Gold and silver — Now it’s FOMO
Oct 17, 2025·Alasdair MacleodThe question facing dealers in precious metals is whether gold, silver, and PGMs have become Giffin goods. If so, further rises will create new demand with sellers retreating.

Gold and silver have had a rip-roaring week with their prices rising almost vertically. In European morning trade, gold was $4340, up $320 from last Friday’s close. And silver at $54 was up nearly $4. Adding to the sense of a gathering run on bullion stocks, reports from around the world are of queues of retail buyers no longer worried by high prices but seeking to buy small bars and coin in both metals before prices go even higher.
Investors are also missing out, belatedly buying into ETFs on a scale that’s still very small compared with the amount of investible funds. The chart below from the World Gold Council shows how September’s ETF inflows have jumped:

Backwardations between spot silver and the active Comex contract dipped to just under $1 over the last few days but have increased to $1.25 this morning, indicating that liquidity tensions are not going away. With that sort of arbitrage opportunity, you might expect traders to sell in London and buy on Comex. But the channel which reflects these transactions, Comex’s exchange-for-physical, are not spiking, which confirms there are no sellers in London at any price.
Meanwhile, Comex stand-for-deliveries are exceptionally high, with over 80 tonnes of gold and 560 tonnes of silver converted from paper since the beginning of the month. Furthermore, traders are still buying into the dying October contracts obviously as a means to obtain more gold and silver bullion. In the case of silver, this coincides with talk of aircraft shipments to London for the arbitrage.
Realistically, the likely size of London’s silver squeeze is too great to be satisfied by a few dozen planeloads of 10 tonnes a time. But silver’s disorderly market is not being replicated in gold, where lease rates and contangoes are more normal. So why is gold rising so strongly?
The bear squeeze still exists, as indicated in the relationship between Comex open interest and the price:

Note how there have been periods of falling open interest while the price has continued to rise. Rather than a rising price being driven by increased buying which is the normal relationship, there are times when open interest has contracted on a rising price. These can only be due to the swaps (mostly bullion bank trading desks) on Comex discouraging buyers by raising prices. It is particularly noticeable since mid-September, following which open interest fell significantly while the price has soared.
This unusual condition not leading to backwardations and soaring lease rates must be because the shorts on Comex are broadly hedged by longs in London. Most of this cover will be in forwards and options rather than in bullion. But there is greater underlying liquidity in gold than silver, so that the bullion banks are yet to face a squeeze on deliveries.
However, it should be noted that soaring lease rates and backwardations in silver are at the culmination of a squeeze, not its commencement. That prospect for gold is still ahead of us. And we should bear in mind that investors are only just beginning to buy into ETFs, and a continuance of this trend will eventually lead to a liquidity crisis in gold as well.
In conclusion, for gold the fat lady has yet to sing. But a pause in gold’s headlong rush can never be ruled out, because for short-term traders looking to short gold which they believe to be overbought it looks massively overextended.

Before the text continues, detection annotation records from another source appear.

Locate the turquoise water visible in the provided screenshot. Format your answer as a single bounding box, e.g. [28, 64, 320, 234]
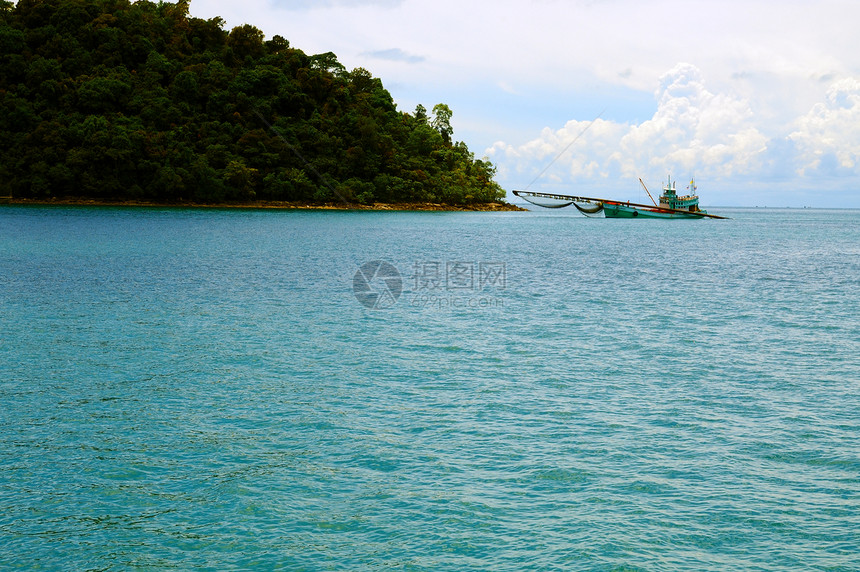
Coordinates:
[0, 206, 860, 571]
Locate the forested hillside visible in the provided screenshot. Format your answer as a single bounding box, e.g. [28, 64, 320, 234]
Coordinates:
[0, 0, 504, 205]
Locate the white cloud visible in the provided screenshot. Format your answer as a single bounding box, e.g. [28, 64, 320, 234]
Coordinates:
[487, 64, 767, 191]
[191, 0, 860, 206]
[789, 78, 860, 175]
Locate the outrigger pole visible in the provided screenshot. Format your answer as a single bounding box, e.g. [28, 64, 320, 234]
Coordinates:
[513, 191, 728, 219]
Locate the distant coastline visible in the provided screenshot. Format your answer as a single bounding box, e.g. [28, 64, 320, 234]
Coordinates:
[0, 197, 528, 212]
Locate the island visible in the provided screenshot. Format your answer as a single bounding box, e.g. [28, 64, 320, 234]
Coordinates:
[0, 0, 517, 210]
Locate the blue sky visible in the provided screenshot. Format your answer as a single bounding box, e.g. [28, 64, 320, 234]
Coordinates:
[191, 0, 860, 208]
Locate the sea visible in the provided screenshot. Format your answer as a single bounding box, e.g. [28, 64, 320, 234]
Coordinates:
[0, 205, 860, 571]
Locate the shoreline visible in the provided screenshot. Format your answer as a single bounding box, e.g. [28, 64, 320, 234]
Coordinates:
[0, 197, 527, 212]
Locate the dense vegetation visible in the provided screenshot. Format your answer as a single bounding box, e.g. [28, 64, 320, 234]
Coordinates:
[0, 0, 504, 204]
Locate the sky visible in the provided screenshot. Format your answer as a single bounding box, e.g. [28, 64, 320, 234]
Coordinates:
[190, 0, 860, 208]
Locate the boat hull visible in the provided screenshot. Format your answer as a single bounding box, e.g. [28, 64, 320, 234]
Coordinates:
[603, 201, 708, 219]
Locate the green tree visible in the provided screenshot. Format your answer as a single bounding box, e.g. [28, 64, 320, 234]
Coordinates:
[430, 103, 454, 143]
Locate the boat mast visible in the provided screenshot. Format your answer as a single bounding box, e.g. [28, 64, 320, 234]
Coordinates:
[639, 177, 660, 207]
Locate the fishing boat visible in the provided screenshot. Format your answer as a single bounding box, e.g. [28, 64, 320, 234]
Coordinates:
[603, 177, 708, 218]
[514, 176, 726, 219]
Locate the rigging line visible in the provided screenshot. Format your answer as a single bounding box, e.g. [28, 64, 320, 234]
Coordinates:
[525, 107, 606, 191]
[252, 109, 352, 206]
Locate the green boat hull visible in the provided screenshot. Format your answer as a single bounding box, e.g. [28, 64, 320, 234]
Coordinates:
[603, 202, 708, 219]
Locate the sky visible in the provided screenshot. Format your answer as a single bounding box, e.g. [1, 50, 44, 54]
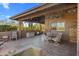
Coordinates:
[0, 3, 40, 20]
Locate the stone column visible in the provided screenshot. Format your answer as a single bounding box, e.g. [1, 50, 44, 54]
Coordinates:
[77, 3, 79, 56]
[18, 21, 23, 39]
[29, 22, 33, 30]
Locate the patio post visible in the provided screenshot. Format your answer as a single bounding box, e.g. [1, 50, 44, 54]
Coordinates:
[29, 22, 33, 30]
[18, 21, 23, 39]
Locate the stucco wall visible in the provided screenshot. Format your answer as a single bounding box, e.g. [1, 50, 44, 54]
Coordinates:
[45, 10, 77, 42]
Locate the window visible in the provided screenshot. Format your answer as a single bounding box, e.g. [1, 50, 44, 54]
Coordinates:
[51, 22, 65, 31]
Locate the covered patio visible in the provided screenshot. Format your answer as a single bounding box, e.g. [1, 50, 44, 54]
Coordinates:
[0, 3, 77, 56]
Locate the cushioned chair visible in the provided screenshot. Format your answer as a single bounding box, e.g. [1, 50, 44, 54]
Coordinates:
[11, 31, 17, 40]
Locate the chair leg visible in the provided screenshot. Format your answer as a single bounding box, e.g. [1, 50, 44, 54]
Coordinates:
[54, 41, 59, 46]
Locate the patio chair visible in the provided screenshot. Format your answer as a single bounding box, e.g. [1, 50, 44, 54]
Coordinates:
[11, 31, 17, 40]
[0, 41, 6, 46]
[2, 35, 9, 41]
[52, 33, 62, 45]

Because the rise in the gold price is not being driven by speculators but by genuine hoarders, any dip in the price is likely to be bought, limiting downside. It may be more obvious in silver, though not yet in gold; but both metals appear to be turning into Giffin goods.
A Giffin good is one where rising prices choke off supply and generates more demand, reversing the normal supply and demand relationships. That is what small buyers queuing outside bullion shops are now doing, and less obviously are being followed by demand for ETFs.
It’s now FOMO — fear of missing out.